FIG. 4 depicts a schematic bottom view of the illustrative detector 100 shown in FIG. 3, where the target facing component 111 at least partially defines the opening 122 through and in which analytes from the subject's anatomy are configured to travel to the detecting component 113. As depicted, a back surface of the substrate 130 may be viewed through the opening 122 defined by the target facing component 111. As the dots of the analyte sensitive material 128 are applied to the front surface of the substrate 130 in this configuration, the analyte sensitive material 128 is depicted in broken lines to indicate the analyte sensitive material 128 is applied to the front surface of the substrate 130 (or an opposite than is depicted in FIG. 4) and the analyte sensitive material 128 may or may not be viewed from the side or view depicted in FIG. 4. In some cases, however, the analyte sensitive material 128 may be applied to the back side of the substrate 130 in addition to or as an alternative to the front side. Alternatively or additionally, the analyte sensitive material 128 may be applied to one of the front side and the back side of the substrate 130 and due to a configuration of the substrate 130 (e.g., a woven material of the substrate 130 or other suitable configuration), the analyte sensitive material 128 may be absorbed into or through, may leak through, or otherwise move to the other of the back or front side and/or therebetween once it is applied to a side of the substrate 130 so as to increase a surface area of detection for the analyte sensitive material.

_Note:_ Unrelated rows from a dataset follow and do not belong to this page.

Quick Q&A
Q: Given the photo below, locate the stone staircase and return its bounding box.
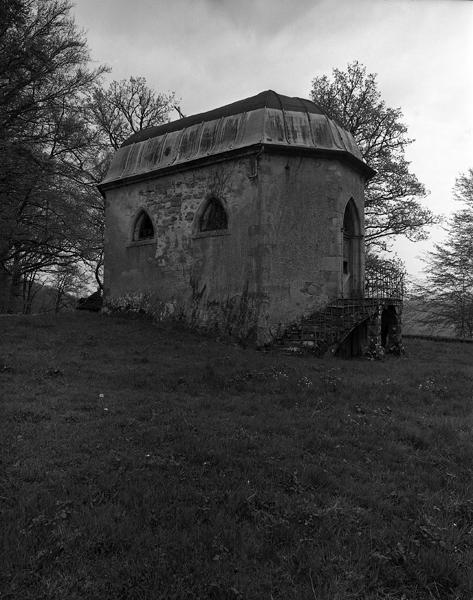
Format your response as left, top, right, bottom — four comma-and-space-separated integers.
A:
273, 298, 382, 356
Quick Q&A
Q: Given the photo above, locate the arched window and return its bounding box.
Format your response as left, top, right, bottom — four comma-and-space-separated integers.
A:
199, 198, 228, 231
133, 210, 154, 242
342, 198, 362, 298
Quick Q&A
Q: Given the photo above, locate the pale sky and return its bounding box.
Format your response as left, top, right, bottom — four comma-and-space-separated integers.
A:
73, 0, 473, 274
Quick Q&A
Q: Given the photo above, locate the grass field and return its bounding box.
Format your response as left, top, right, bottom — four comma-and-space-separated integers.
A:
0, 314, 473, 600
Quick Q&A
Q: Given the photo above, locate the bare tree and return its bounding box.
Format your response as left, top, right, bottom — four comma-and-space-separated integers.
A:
91, 77, 175, 150
311, 61, 436, 250
414, 169, 473, 337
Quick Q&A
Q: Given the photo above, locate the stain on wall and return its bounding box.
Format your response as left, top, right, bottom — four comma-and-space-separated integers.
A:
105, 152, 363, 344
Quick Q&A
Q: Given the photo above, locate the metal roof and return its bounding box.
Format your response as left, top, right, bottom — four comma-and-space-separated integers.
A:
100, 90, 374, 188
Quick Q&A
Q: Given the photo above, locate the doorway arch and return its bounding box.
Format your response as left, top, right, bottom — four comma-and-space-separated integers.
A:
342, 198, 362, 298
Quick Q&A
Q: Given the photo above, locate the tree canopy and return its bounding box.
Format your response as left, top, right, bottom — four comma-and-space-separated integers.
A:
0, 0, 104, 310
0, 0, 174, 310
311, 61, 435, 248
416, 169, 473, 337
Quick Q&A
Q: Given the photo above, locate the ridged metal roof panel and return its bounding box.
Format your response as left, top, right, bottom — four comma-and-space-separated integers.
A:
102, 92, 369, 184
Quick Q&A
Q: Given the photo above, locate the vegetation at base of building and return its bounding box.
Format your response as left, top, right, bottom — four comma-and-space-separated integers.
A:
414, 169, 473, 338
311, 61, 436, 251
0, 313, 473, 600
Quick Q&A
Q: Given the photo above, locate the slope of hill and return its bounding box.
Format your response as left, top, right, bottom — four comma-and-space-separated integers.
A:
0, 312, 473, 600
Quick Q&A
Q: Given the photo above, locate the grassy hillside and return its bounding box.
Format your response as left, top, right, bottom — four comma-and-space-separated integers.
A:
0, 314, 473, 600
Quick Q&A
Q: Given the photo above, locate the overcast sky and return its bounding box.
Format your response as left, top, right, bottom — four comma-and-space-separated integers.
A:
74, 0, 473, 273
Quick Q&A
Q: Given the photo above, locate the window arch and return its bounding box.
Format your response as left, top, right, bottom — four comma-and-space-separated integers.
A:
199, 197, 228, 231
342, 198, 362, 298
133, 210, 154, 242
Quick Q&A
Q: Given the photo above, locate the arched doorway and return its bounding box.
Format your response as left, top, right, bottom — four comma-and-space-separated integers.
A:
342, 198, 362, 298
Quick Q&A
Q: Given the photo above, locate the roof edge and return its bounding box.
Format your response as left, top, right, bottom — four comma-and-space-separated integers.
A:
97, 143, 376, 196
121, 90, 325, 148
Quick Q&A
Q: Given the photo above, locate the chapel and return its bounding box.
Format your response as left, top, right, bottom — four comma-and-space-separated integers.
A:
99, 90, 399, 353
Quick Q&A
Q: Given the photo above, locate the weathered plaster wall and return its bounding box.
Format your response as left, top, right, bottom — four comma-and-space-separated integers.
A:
253, 154, 364, 340
105, 154, 363, 343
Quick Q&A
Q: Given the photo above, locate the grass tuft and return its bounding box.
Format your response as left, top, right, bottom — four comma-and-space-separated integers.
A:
0, 314, 473, 600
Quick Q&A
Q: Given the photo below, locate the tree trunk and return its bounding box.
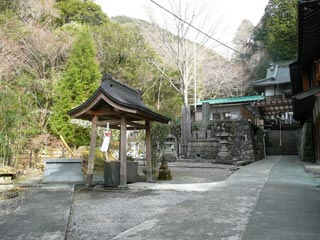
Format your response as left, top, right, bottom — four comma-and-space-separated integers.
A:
181, 105, 190, 158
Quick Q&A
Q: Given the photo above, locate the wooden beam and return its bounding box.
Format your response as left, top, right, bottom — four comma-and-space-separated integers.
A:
97, 120, 121, 126
88, 110, 120, 116
87, 116, 98, 187
146, 121, 153, 182
128, 121, 146, 129
120, 115, 127, 187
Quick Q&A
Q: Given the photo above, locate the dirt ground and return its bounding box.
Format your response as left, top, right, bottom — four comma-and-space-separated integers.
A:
67, 167, 233, 240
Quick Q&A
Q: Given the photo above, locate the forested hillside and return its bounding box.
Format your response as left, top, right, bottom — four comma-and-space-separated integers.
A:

FIG. 5 depicts a schematic top view of an illustrative detector 100 having a rectangular shape and configured in a manner similar to the detector depicted in FIGS. 3 and 4. The detector 100 depicted in FIG. 5 may include a clear or transparent top layer 115 and a target facing component 111 having an outer circumference that aligns with an outer circumference of the cover component 115. Further, an inner circumference of the target facing component may define the opening 122 through which analyte may flow or travel to the detecting component 113.

Similar to as discussed with respect to FIGS. 3 and 4, the detecting component may include dots of analyte sensitive material 128 applied to the substrate 130. Although other configurations are contemplated, the analyte sensitive material 128 may be applied to the rectangular substrate 130 in rows and columns or in other suitable patterns. Further, the detecting component 113 may be affixed to the cover component 115 through any suitable coupling technique discussed herein or otherwise, such that the detecting component 113 response to analyte exposure may be analyzed through a transparent or clear cover component 115, as depicted in FIG. 5.

FIG. 6 depicts an end view of the detector 100 depicted in FIG. 5. As depicted in FIG. 6, the target facing component 111 extending between the bottom surface 120 and the cover component 115 and may have a height that is greater than a height of the cover component 115 and a height of the detecting component 113, but this is not required. In some cases, the height of the target facing component 111 may facilitate conforming the detector 100 to a subject's anatomy. Further, as depicted, the detecting component 113 may be affixed to the cover component 115 via any suitable coupling technique that facilitates or at least does not frustrate analysis of the detecting component 113 through the cover component 115.

FIG. 7 depicts a detector 100 that is configured in a manner that is similar to the detector 100 depicted in FIG. 5, however, the detector 100 in FIG. 7 includes supports 132 extending to or toward a plane of the bottom surface 120. In some cases, the supports 132 may extend through the opening 122 defined by the cover component 115 and the target facing component 111 to a surface on which the detector 100 is applied and facilitate maintaining a space or plenum between the detecting component 113 and the subject's anatomy or other surface to which the detector 100 may be applied. As depicted in FIG. 7, the detecting component 113 is positioned within the opening 122 and coupled to a transparent or clear cover component 115, such that the analyte sensing material 128 and the substrate 130 are viewable through the cover component 115.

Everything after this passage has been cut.